Programm laden geht auch noch. Wenn ich die Steuerung im CoDeSys starte leuten alle LED abwechselnd rot/grün ??
Steuerungsconfig ist i.O.
Hat da jemand eine Idee ??


----------



## KingHelmer (4 März 2014)

was heisst "alle LEDS" .

Kannst du es etwas genauer beschreiben?
- Welche LED`s 
- Ein "Code" erkennbar?
- Dauerhaft, oder hörts irgendwann auf?
- Nur wenn auf "run" oder auch schon wenn du den Controller nur mit Spannung versorgst?
- Ist der COntroller neu oder alt/gebraucht?

Grüße, 
Flo


----------



## wolfi-sps (4 März 2014)

Hallo
 alles heisst -  MS NS IO USR   blinken abwechselnd rot/grün - kein Fehlercode erkennbar
Nach dem Laden OK - im CoDeSys auf START dann blinks.


----------



## gravieren (4 März 2014)

Hi

Hast du mindestens 1 Modul und die Endklemme an deiner CPU  dran  ?


----------



## wolfi-sps (4 März 2014)

Hallo Karl,
habe  schon Module dran.

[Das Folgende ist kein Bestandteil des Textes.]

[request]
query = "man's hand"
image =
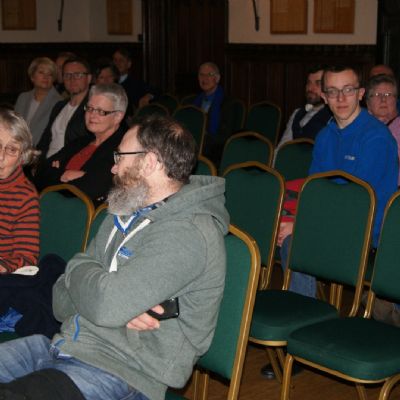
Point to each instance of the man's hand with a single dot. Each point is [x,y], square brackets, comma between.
[70,175]
[285,229]
[145,322]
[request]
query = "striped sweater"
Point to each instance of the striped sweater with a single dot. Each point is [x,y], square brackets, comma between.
[19,222]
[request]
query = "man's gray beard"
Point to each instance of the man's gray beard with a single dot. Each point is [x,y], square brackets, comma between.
[125,199]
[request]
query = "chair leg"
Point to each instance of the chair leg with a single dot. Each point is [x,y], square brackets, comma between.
[201,381]
[387,387]
[362,395]
[274,364]
[287,373]
[281,356]
[321,291]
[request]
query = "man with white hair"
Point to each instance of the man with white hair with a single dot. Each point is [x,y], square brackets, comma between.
[219,108]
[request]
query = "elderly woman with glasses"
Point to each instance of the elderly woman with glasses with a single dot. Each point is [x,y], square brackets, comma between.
[381,98]
[36,105]
[19,202]
[86,162]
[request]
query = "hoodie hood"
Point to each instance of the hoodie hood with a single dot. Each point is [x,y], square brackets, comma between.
[202,195]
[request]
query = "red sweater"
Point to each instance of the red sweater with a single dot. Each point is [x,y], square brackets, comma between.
[19,222]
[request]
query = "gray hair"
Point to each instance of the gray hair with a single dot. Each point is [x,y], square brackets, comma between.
[19,131]
[43,61]
[114,92]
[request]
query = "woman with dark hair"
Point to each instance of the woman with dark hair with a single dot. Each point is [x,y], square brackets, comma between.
[86,162]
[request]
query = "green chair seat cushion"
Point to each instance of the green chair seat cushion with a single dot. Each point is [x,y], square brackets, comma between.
[359,347]
[279,312]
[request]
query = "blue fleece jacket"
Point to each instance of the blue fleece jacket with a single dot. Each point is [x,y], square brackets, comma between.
[365,149]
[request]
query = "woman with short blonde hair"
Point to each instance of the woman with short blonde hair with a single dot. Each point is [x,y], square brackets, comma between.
[35,105]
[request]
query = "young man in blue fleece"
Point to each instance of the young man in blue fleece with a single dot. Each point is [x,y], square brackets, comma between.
[164,239]
[353,141]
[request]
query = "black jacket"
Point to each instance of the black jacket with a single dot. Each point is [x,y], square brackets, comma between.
[97,180]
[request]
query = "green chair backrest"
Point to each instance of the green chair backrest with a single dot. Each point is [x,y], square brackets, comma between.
[254,197]
[64,220]
[194,119]
[151,109]
[239,114]
[169,101]
[99,215]
[227,351]
[386,275]
[246,146]
[332,230]
[264,118]
[205,166]
[293,159]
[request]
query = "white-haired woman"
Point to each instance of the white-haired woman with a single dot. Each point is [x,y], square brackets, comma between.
[35,105]
[19,202]
[86,162]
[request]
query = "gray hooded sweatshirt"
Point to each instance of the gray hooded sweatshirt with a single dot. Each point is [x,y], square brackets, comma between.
[177,251]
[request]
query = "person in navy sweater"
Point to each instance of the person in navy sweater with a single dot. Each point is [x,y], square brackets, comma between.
[355,142]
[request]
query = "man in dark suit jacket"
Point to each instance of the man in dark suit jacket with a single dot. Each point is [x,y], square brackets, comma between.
[67,122]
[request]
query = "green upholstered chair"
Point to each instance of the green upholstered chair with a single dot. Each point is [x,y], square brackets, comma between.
[169,101]
[195,121]
[294,158]
[330,241]
[226,355]
[205,166]
[246,146]
[254,197]
[239,115]
[99,215]
[360,350]
[151,109]
[65,215]
[265,118]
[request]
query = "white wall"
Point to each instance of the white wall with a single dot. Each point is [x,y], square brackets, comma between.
[83,21]
[242,27]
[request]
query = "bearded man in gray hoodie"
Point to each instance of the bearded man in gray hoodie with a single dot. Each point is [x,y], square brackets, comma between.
[162,240]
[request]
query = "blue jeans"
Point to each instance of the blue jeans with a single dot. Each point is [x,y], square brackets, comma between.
[22,356]
[299,283]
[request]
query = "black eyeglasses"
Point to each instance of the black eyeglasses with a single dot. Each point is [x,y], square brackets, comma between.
[98,111]
[74,75]
[347,91]
[119,154]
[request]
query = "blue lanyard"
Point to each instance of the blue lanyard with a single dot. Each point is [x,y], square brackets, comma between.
[125,227]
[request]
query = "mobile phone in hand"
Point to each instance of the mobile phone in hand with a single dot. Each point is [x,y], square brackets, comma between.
[171,309]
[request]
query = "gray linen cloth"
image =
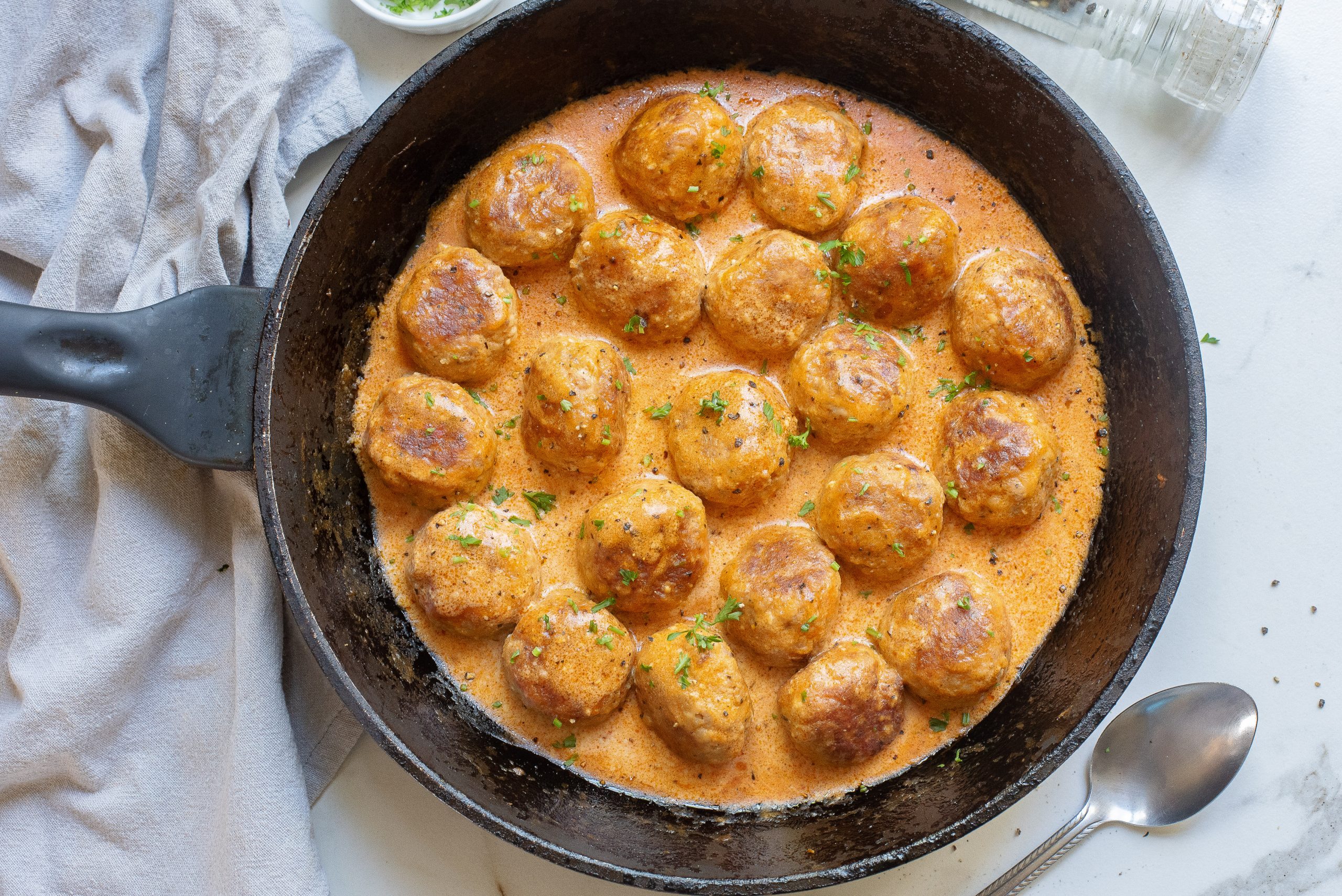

Bin auf Fehlersuche - hat vielleicht was mit meinem PRG oder LIB zutun.
Den Controller habe ich jetzt in meinem Testrack drin.


----------



## wolfi-sps (4 März 2014)

Bin schon fast an der Lösung - sind wahrscheinlich die LIB´s - man sollte halt die neuen nehmen - na ja - man wächst mit dem Problem


----------



## KingHelmer (4 März 2014)

Spiel doch mal ein simles Programm auf wie z.B.nur eine Zuweisung im PRG.
Dann siehste ja direkt, obs damit was zu tun hat


----------



## wolfi-sps (4 März 2014)

Hab ich gemacht - geht - drum bin ich auf die LIB`s gekommen - Bin am Software umschreiben - Sch... öne Arbeit - melde mich wenn`s klappt.
Trotzdem Danke


----------



## wolfi-sps (5 März 2014)

Hallo zusammen - Contoller läuft  lag an den alten LIB`s


----------



## KingHelmer (5 März 2014)

Freut mich für dich, Glückwunsch!


----------